Re: Error:could not extend file " with FileFallocate(): No space left on device

Thomas Munro <thomas.munro@xxxxxxxxx> · Fri, 13 Sep 2024 10:01:53 +1200

On Thu, Sep 12, 2024 at 8:54 PM Pecsök Ján <jan.pecsok@xxxxxxxxxxx> wrote:
> In link you provided there is mention, that in PostgreSQL 16 data is not being
> compressed for PostgreSQL 16 server. Does it mean, that PosgreSQL 16 use much more space while computing queries?
> If that is the case, it can be our problem, because our queries use sometimes several TB of disk space for computation and if there is considerable increase in disk usage during the queries, it can happen, that sometimes 27TB is not enough.

The kind of compression discussed there is a btrfs feature.  Xfs
doesn't have compression.

> I have 2 questions,
>
> Is there any workaround, that Posgres wont use FileFallocate? Maybe set something in Linux not to allow Posgres to use it?

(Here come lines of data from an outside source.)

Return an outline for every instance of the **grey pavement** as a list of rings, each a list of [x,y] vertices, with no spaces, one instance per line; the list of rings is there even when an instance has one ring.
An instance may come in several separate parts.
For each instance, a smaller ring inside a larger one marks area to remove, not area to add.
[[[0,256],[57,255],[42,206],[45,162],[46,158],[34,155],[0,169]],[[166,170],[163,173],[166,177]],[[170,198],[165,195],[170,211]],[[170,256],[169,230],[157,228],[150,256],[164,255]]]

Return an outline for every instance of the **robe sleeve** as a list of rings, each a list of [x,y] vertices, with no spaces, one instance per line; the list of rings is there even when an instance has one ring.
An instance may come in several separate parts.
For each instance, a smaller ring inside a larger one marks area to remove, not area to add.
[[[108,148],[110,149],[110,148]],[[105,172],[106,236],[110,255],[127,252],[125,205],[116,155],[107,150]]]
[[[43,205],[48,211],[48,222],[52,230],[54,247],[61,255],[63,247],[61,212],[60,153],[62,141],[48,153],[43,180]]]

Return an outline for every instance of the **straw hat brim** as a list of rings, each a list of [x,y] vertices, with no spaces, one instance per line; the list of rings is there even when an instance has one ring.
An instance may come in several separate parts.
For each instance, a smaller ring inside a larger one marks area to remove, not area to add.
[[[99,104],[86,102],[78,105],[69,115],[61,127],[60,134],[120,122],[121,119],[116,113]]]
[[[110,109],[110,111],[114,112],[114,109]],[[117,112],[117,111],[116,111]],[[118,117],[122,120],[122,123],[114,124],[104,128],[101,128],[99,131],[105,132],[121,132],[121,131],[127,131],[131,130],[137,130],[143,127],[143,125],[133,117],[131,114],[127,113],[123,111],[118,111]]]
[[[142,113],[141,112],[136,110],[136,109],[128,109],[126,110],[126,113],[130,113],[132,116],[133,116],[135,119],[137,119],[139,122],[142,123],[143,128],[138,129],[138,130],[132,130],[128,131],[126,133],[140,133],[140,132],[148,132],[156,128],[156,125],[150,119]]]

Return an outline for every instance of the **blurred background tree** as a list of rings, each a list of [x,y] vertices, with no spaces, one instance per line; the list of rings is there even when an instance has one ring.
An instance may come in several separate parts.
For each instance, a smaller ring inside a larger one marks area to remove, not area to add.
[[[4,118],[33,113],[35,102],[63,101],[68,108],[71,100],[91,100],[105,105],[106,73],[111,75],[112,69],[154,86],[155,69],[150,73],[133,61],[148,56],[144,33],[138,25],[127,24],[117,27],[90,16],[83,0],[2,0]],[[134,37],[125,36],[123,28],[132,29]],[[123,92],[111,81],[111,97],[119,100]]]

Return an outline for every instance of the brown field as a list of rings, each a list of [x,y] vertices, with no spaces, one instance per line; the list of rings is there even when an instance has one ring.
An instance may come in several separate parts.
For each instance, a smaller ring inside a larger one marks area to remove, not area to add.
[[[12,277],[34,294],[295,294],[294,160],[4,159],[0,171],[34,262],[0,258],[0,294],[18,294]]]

Not currently.  I was thinking of proposing to introduce a setting and
back-patching it into 16, because it's a sort of regression for btrfs
users (and a hard one to foresee).  It is not at all clear what
exactly is happening on this xfs system, but something else...

> The change was introduced in Posgres 16, does it mean, that Posgres 15.8 should have old behaviour?

Yes.

> We dont use COPY in our queries.

OK so it's presumably due to having lots of concurrent DML operations
(most likely INSERT, could also be UPDATE) that need to extend the
relation.  I'm not sure of the exact behaviour of the heuristics
off the top of my head (but basically it's driven by waitcount[1])...
perhaps if you had only 7 concurrent DML operations and not 8+, it
would be less likely to take the fallocate path, something like
that...  That "8" is the threshold I was thinking of turning into a
GUC, perhaps in the November minor release, but it's not exactly clear
that posix_fallocate() is really the problem.  (I see that there have
been bugs in xfs's posix_fallocate() space accounting, but the one
that I found was about redundant posix_fallocate() over a region that
is already allocated, which PostgreSQL doesn't do.)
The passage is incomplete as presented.